Jim Hawkins, Cody Robertson and Nick Day of The Norton Agency spent the afternoon installing the pieces in the roundabout’s grassy area — four outer pieces up to 10 feet high and one in the center standing 13 feet, 5 inches.
They worked to ensure each piece was securely planted.
“Each one’s got a concrete footer,” said Hawkins, a logistics coordinator with Norton.
The project isn’t quite finished, as the effort also includes adding a sign saying “Chestatee” and landscaping.
Vision 2030 is an arm of the Greater Hall Chamber of Commerce envisioning how the community should look going into the future. Public art is one of several committees. Vision 2030 is considering other aspects, such as transportation, greenspace and downtown development.
“We have inventoried about 100 different locations across the county where we think are ideal spots for public art,” said Frank Norton Jr., chairman of the public art committee, in an interview last week.
And that includes the roundabout at Sardis and Ledan roads. The traffic circle was built in 2017 to try to fix traffic congestion problems at the intersection.
Norton said he believes the Sardis-Ledan roundabout “will become a fabulous landmark for the Chestatee community.”

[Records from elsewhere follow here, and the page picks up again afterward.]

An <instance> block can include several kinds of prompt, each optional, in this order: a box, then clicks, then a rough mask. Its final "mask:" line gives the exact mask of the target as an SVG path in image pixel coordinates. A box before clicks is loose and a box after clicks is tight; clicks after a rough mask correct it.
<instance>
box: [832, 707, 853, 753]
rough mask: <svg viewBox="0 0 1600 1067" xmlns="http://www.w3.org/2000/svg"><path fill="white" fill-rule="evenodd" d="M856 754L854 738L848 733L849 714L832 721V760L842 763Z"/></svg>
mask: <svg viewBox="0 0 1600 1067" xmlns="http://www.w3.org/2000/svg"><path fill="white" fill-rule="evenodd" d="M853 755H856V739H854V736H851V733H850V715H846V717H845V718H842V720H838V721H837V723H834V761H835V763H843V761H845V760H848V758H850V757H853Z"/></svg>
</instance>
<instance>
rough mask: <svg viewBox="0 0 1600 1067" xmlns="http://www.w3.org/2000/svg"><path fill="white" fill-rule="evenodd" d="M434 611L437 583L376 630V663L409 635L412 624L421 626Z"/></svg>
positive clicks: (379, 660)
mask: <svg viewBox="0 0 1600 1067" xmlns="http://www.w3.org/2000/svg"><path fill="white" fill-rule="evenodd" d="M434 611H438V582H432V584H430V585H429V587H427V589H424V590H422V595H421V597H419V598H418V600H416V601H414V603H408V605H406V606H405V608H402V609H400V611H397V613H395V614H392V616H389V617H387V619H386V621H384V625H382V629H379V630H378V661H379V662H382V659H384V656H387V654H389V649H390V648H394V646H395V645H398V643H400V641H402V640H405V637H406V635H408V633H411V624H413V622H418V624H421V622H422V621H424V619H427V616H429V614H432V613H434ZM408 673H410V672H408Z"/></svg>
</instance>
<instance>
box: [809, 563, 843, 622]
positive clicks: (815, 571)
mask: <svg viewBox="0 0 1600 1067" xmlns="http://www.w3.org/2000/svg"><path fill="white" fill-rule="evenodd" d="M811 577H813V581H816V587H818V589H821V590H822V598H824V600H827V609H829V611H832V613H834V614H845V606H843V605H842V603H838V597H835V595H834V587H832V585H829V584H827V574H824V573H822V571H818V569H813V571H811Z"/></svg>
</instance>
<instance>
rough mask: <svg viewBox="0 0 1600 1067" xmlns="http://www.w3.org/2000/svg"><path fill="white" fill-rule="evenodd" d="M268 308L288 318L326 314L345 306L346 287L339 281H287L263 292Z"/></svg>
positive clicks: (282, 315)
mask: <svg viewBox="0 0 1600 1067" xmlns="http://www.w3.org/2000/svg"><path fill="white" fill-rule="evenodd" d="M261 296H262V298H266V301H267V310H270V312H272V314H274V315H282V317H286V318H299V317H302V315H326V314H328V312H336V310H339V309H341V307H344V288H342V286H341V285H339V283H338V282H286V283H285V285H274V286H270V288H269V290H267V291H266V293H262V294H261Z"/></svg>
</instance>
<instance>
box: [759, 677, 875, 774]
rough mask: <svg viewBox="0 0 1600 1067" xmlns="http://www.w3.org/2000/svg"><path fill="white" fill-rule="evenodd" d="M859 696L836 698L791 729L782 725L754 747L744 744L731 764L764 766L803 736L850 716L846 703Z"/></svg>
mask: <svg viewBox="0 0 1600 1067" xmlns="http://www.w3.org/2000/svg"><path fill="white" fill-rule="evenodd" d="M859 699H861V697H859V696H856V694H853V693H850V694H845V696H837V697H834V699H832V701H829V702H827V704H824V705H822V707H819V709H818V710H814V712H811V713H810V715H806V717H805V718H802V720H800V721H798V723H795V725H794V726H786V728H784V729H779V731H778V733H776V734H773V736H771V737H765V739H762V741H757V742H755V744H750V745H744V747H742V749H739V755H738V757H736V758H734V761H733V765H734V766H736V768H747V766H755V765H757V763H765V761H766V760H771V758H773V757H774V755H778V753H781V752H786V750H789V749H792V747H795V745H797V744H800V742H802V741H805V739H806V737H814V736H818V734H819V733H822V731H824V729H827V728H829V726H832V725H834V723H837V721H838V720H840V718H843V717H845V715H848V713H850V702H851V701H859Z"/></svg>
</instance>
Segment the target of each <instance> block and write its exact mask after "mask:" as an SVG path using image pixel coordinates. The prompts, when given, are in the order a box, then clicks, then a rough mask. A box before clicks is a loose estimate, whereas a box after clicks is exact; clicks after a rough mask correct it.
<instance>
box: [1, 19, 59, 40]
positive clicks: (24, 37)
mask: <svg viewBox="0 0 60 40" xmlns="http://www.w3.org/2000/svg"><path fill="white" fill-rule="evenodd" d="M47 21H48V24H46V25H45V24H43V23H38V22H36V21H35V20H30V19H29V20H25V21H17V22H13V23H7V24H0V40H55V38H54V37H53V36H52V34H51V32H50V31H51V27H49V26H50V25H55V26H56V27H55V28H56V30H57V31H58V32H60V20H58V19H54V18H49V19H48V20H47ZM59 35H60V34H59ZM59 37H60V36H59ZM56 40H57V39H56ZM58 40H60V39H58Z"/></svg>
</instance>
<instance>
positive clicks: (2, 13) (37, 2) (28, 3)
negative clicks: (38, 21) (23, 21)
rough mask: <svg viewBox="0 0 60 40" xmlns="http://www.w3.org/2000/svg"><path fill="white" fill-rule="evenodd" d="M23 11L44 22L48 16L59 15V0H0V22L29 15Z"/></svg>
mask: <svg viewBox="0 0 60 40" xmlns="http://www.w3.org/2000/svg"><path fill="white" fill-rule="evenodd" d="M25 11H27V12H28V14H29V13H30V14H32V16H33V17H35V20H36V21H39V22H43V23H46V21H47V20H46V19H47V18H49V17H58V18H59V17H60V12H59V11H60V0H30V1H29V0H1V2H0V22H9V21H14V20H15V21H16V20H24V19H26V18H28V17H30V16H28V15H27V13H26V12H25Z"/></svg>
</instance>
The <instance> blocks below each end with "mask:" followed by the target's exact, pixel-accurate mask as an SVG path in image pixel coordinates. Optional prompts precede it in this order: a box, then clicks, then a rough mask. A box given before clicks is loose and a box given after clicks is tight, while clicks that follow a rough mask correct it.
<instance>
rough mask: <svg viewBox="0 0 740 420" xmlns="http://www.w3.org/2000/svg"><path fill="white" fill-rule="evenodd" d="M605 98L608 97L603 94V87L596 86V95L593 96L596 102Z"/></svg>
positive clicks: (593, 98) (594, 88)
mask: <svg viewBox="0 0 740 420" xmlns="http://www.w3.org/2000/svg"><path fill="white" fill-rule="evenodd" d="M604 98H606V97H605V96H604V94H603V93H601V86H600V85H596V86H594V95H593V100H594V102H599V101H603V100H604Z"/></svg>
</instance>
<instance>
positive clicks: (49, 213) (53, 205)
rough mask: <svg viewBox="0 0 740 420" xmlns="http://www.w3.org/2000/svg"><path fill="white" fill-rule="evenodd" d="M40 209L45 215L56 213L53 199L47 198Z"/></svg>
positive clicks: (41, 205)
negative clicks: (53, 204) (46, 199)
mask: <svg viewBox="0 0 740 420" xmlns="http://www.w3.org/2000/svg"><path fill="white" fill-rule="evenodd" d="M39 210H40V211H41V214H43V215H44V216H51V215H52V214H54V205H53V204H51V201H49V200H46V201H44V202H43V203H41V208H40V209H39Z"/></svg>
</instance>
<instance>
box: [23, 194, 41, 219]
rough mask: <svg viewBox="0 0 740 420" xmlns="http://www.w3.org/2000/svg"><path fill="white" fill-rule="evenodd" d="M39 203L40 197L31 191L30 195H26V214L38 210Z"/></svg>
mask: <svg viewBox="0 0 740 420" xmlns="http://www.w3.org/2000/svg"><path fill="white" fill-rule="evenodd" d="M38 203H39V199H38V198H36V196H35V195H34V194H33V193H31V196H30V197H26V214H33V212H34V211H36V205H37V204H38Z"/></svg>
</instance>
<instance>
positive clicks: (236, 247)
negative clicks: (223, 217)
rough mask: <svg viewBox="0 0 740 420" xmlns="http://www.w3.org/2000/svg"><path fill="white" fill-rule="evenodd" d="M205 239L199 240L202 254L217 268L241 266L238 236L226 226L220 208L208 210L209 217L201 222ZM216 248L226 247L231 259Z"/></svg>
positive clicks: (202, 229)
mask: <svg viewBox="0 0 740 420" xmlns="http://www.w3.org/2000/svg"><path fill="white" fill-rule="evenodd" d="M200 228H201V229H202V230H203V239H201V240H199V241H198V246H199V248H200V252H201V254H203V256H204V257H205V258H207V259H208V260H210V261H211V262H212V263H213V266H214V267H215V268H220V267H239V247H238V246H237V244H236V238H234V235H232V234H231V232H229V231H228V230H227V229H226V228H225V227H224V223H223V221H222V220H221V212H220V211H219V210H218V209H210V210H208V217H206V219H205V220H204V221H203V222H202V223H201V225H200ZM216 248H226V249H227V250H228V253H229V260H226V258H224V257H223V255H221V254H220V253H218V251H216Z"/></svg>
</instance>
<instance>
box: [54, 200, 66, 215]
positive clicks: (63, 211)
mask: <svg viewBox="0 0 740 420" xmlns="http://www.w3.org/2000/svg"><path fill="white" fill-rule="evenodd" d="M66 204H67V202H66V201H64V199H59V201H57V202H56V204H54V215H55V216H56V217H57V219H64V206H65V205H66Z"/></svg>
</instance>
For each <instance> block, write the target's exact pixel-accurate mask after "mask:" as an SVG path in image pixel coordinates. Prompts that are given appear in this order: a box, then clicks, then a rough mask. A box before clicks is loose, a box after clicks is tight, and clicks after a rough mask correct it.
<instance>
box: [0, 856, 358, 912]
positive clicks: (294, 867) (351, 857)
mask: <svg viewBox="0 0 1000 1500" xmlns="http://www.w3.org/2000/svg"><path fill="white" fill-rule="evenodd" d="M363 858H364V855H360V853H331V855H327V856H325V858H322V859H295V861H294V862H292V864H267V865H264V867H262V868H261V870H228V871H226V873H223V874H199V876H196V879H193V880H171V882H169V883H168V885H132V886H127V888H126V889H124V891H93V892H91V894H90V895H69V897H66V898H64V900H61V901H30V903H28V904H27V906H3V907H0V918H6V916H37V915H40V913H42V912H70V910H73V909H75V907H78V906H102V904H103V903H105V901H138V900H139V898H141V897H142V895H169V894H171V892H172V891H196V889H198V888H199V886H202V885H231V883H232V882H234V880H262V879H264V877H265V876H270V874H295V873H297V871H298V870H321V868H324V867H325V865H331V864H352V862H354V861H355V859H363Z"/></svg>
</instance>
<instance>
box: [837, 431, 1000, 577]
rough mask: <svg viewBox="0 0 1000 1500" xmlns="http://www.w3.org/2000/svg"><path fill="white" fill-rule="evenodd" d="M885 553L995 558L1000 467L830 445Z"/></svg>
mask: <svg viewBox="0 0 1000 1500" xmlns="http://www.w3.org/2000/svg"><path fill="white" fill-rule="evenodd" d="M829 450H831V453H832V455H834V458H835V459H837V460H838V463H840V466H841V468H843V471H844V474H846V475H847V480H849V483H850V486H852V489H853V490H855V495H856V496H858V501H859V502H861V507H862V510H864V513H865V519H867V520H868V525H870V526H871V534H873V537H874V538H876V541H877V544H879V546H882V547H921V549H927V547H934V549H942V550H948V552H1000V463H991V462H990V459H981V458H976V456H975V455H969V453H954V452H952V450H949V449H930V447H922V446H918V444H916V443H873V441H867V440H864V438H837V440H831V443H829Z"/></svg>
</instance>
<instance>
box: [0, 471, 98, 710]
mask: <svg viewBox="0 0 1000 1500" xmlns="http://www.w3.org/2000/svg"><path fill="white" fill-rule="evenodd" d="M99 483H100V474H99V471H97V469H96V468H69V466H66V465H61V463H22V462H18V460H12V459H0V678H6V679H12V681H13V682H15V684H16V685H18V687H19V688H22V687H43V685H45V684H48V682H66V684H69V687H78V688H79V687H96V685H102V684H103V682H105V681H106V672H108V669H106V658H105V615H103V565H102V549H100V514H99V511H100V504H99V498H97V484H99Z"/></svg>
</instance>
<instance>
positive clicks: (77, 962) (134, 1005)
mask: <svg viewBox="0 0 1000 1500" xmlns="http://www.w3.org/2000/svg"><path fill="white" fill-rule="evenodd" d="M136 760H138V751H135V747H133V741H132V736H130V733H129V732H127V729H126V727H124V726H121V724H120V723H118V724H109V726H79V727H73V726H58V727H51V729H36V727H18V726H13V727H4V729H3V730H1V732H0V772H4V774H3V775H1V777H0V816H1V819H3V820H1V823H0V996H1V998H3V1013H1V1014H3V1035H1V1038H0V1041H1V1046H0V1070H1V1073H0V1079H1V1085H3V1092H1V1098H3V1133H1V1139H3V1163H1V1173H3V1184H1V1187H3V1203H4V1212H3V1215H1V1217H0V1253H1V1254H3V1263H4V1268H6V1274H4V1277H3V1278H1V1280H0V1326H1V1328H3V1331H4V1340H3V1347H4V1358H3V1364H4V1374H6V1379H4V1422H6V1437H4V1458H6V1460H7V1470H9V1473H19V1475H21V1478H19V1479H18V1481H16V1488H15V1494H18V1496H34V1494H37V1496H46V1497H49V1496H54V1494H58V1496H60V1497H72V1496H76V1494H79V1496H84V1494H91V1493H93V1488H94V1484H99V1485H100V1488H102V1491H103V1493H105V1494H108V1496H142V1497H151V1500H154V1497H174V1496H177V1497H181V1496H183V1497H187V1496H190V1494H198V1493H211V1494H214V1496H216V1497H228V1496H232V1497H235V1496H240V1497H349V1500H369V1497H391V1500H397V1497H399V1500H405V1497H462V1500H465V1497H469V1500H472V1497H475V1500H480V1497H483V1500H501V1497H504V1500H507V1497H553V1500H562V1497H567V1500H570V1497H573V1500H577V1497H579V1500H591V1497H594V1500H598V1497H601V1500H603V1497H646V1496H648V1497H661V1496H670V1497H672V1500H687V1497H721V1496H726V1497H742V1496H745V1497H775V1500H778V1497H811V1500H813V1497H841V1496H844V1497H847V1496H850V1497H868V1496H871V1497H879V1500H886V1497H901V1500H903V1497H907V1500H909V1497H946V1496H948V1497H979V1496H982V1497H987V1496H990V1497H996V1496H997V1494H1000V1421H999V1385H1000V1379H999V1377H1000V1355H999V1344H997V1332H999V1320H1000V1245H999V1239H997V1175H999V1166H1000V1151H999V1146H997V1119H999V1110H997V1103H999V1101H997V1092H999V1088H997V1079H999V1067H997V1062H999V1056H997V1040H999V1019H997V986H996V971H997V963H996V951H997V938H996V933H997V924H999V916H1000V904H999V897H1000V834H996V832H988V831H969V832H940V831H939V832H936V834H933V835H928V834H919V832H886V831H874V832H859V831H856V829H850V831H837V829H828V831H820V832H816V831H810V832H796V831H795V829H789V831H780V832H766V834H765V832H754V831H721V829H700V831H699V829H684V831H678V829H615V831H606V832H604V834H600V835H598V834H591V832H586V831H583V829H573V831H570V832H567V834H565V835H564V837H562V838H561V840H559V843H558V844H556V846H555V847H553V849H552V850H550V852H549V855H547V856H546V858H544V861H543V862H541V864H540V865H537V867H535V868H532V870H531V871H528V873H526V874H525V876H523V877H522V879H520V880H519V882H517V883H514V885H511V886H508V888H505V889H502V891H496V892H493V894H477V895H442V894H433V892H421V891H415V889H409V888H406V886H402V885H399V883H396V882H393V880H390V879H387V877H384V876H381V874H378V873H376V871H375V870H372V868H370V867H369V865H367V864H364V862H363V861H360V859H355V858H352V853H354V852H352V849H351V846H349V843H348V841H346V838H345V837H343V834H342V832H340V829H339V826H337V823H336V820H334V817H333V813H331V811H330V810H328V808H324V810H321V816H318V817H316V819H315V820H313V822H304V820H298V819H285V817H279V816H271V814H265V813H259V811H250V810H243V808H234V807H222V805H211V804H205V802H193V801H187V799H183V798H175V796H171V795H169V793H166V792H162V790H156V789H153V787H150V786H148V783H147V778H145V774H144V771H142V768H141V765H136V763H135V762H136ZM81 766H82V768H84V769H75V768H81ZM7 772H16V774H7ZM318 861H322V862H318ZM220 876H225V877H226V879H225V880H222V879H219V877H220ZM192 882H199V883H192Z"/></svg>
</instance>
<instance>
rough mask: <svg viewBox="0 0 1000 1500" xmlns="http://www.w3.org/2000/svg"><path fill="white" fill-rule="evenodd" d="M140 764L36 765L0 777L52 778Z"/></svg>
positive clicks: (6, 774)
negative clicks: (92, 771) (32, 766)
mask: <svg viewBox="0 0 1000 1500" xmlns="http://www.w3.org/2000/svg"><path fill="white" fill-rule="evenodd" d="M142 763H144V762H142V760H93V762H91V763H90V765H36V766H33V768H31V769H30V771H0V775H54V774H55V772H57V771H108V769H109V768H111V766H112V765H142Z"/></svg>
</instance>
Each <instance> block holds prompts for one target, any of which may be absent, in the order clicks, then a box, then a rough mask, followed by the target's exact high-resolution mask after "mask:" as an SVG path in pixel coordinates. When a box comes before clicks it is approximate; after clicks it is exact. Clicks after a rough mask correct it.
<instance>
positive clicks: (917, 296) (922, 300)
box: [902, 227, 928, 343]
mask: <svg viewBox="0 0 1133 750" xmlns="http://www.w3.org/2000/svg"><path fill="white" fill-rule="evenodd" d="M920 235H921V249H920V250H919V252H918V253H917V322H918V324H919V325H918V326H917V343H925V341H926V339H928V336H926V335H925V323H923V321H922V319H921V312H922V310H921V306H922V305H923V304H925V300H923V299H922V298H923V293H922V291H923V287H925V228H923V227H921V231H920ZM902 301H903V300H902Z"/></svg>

But whether it remains a fixture depends on the final design of the Sardis Road connector, a four-lane road that would run between Dawsonville Highway/Ga. 53 and Thompson Bridge Road/Ga. 60.
The connector is scheduled for construction in 2024, with right of way acquisition possibly starting later this year, Hall County spokesman Brian Stewart has said.
But that doesn’t necessarily mean the art would get bulldozed.
Stewart said, “It’s my understanding from our road maintenance folks that, unless it requires some form of special tool or something like that, the county can certainly move (the sculptures) if the roundabout were to be demolished.”